From Robby & Denias💌

          Senyum terukir indah di bibir Ranti setelah membaca isi kartu ucapan tersebut. Senang karena mendapat kiriman bunga-bunga indah, karena ia memang menyukai bunga. Tapi disisi lain juga terbesit tanya dalam benaknya, mengapa Robby dan Denias tiba-tiba mengiriminya bunga, dalam rangka apa?

***

          Robby duduk dengan gusar dalam ruang kerjanya. Ia menunggu kedatangan Anne setelah sebelumnya telah menghubungi wanita itu untuk memintanya menemuinya di ruang kerjanya. Setelah sepuluh menit menunggu, yang ditunggu-tunggu akhirnya tiba.

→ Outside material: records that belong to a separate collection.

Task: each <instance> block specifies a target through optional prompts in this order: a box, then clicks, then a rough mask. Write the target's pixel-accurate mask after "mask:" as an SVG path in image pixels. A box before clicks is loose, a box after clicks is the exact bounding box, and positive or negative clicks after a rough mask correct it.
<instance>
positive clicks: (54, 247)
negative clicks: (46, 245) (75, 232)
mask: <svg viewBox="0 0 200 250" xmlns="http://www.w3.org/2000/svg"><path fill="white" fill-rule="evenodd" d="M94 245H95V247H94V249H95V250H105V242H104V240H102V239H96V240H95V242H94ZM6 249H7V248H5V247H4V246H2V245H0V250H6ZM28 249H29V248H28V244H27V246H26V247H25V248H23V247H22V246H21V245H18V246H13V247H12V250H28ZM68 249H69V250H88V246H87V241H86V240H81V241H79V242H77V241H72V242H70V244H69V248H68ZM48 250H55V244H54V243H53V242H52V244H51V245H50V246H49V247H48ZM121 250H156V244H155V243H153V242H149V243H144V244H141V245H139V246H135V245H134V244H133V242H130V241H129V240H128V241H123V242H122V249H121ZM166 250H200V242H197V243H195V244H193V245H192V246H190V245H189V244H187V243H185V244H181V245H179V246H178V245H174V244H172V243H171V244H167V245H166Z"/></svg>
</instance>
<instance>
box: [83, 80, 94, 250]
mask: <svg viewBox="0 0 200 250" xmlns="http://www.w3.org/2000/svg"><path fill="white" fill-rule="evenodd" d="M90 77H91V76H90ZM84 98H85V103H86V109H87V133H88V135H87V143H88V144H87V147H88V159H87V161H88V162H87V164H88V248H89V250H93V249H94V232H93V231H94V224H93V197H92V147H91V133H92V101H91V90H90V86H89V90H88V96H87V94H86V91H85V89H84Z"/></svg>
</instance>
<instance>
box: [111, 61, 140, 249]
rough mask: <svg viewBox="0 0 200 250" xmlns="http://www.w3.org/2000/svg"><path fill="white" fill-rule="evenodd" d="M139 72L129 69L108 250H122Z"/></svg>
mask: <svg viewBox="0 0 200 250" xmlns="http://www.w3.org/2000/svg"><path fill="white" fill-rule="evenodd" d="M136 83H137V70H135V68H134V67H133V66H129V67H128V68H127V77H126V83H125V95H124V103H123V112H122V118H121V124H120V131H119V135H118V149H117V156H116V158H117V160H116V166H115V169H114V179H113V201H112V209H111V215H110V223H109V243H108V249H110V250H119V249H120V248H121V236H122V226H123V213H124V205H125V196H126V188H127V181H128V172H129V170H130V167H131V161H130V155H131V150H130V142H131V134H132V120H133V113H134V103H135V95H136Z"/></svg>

          "Apa yang ingin kau bicarakan Robby" tanya Anne lalu duduk di sofa tamu ruang kerja Robby.

          "Aku telah membuat keputusan Anne. Aku.. aku.. aku akan melamar dokter Ranti" ucap Robby to the point, tanpa ada basa-basi dahulu sebelumnya, dengan suara yang terbata-bata.

          Perkataan yang spontan membuat telinga Anne menghangat. Bahkan, merambat hingga ke ulu hati. Ini sama sekali perkataan yang tidak ia duga. Bahkan ia berharap Robby tidak akan pernah mengambil keputusan ini.

          "Apa yang membuatmu mengambil keputusan ini? ujarnya dengan sedikit tersendat.

          "Kau tahu bagaimana kondisi Denias Anne. Sejak ia dilahirkan, ia tidak pernah mendapatkan kasih sayang seorang ibu. Di saat bayi-bayi lainnya menangis dalam dekapan ibunya, ia tidak bisa merasakan itu. Ditambah lagi ia sakit Anne, ia mengidap lupus. Aku merasa anakku adalah anak yang sangat malang. Aku merasa bertanggung jawab penuh atas ketidaksempurnaan hidup anakku. Bagiku kebahagiannya adalah segala-galanya" ucap Robby dengan kalimat yang panjang mencurahkan bagaimana isi hatinya untuk anaknya.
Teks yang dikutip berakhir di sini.